A leading southern African diamond mine famous for its large, top quality diamonds, reports success with the two IMS Engineering (IMS) Steinert X-Ray transmission (XRT) sorters that are being used in the Final Recovery Plant of the mine. These are the first XRT Sorters to be used in Final Recovery of any diamond mine.
IMS, who has a JV with Steinert for the supply and development of sensor sorting technology into the mining, industrial minerals and recycling industries, says that Steinert XRT technology has developed rapidly over the past year or so. “The development of unique sorting algorithms that allow for extremely high accuracy in the detection and ejection of diamonds has created significant opportunities for new and cost-effective ways to separate minerals from waste,” says Paul Bracher, Managing Director.
In this southern African project, extensive test work was carried out to show the client that the XRT system could detect diamonds as predicted by IMS. “It was as a result of this test work that we could provide our process guarantees. We tested both simulants and diamonds provided by the client. The goal was to achieve 100% recovery during test work and we are proud to report that this was in fact achieved,” says Bracher.
He adds that during the test work, separation algorithms were further developed for detecting and ejecting diamonds and hardware optimizations were carried out at the same time.
For this particular application the equipment had to be re-designed to fit the client’s footprint requirements. During this process, IMS and Steinert integrated the latest developments in the detection equipment as well as improvements in the algorithms developed during the test work. “The result was that we were able to customize the sorter to fit the required footprint, while retaining the maintainability through using standard components” says Bracher. “We have improved all areas of performance including detection and ejection into a secure area, all while obtaining the lowest possible yield to increase the diamond by weight ejected.”
After being awarded the contract IMS project-managed the building of the machine and carried out quality management tests which culminated in factory acceptance and sign-off. The machines were then delivered to site where IMS supervised installation and commissioning.
During the commissioning phase a 52-carat GNT type 2, 75% unbroken diamond was recovered by the coarse sorter. “While the finding of large Diamonds is always newsworthy, the detection of large stones is easy for the technology. Of more technological significance was the detection of 2-carat diamond was recovered in tailing material during pre-commissioning tests”.
A mine spokesman says that he looks forward to continue reaping the benefits of the XRT technology at this critical stage of the sorting process. “We are pleased to be the pioneers for this technology in the diamond mining industry. The results of the extensive pilot work that we did were indeed most encouraging and this has now been verified by our significant 50-carat recovery,” he said.

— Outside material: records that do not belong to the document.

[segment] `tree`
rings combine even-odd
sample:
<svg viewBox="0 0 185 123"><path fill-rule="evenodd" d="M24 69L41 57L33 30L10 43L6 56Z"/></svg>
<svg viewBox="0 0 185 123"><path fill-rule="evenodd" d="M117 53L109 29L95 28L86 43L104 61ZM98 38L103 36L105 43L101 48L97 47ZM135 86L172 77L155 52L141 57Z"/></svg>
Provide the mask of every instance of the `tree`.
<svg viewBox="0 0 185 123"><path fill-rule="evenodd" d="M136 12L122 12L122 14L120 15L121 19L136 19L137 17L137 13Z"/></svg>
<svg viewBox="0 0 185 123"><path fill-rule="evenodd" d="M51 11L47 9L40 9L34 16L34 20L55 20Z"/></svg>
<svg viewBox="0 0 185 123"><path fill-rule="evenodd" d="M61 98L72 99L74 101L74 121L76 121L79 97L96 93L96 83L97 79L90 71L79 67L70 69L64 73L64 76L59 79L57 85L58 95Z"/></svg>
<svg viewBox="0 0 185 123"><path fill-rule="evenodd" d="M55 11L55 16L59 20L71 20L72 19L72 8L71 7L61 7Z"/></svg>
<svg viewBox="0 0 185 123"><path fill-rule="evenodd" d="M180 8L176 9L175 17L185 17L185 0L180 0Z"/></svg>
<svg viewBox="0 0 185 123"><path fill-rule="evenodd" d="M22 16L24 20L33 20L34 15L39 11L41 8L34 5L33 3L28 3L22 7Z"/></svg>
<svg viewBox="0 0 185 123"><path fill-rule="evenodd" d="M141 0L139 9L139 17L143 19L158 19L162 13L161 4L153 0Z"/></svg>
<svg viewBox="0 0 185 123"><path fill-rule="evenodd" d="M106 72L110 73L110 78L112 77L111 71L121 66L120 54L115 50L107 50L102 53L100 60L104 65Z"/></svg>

IMS has shown that XRT is the cutting edge in diamond recovery technology with its main advantage being that it detects different x-ray absorption levels of different material types. The resulting x-ray images relate to the atomic make-up of each particle going through the XRT detection zone of the machine. Therefore, a diamond, which consists of carbon atoms, appears as a light-grey x-ray image when compared to denser waste rock and, because this is sorting on an atomic level, all diamonds, no matter what their physical characteristics, can be detected with the Steinert XRT technology.
How it Works
From a practical perspective, the diamond ore is presented to the sorter via a vibrating feeder which feeds it onto a belt as a single particle layer. The ore travels on the sorter belt and the individual particles are scanned as they pass through the x-ray beam. The particles attenuate the transmitted x-rays which are detected and recorded. The signals are processed through an advanced algorithm that enables the program to differentiate between the less-dense carbon of diamonds and the denser minerals of kimberlite and other waste rock.
IMS says that its Steinert sensor sorting technology is most relevant to today’s mining conditions where, increasingly, challenges such as low-grade ore reserves, high energy costs, water shortages and stringent environmental legislation need to be overcome. Sensor-based sorting has brought about significant innovation in mineral processing technology and upfront beneficiation and it’s time has certainly come in South Africa.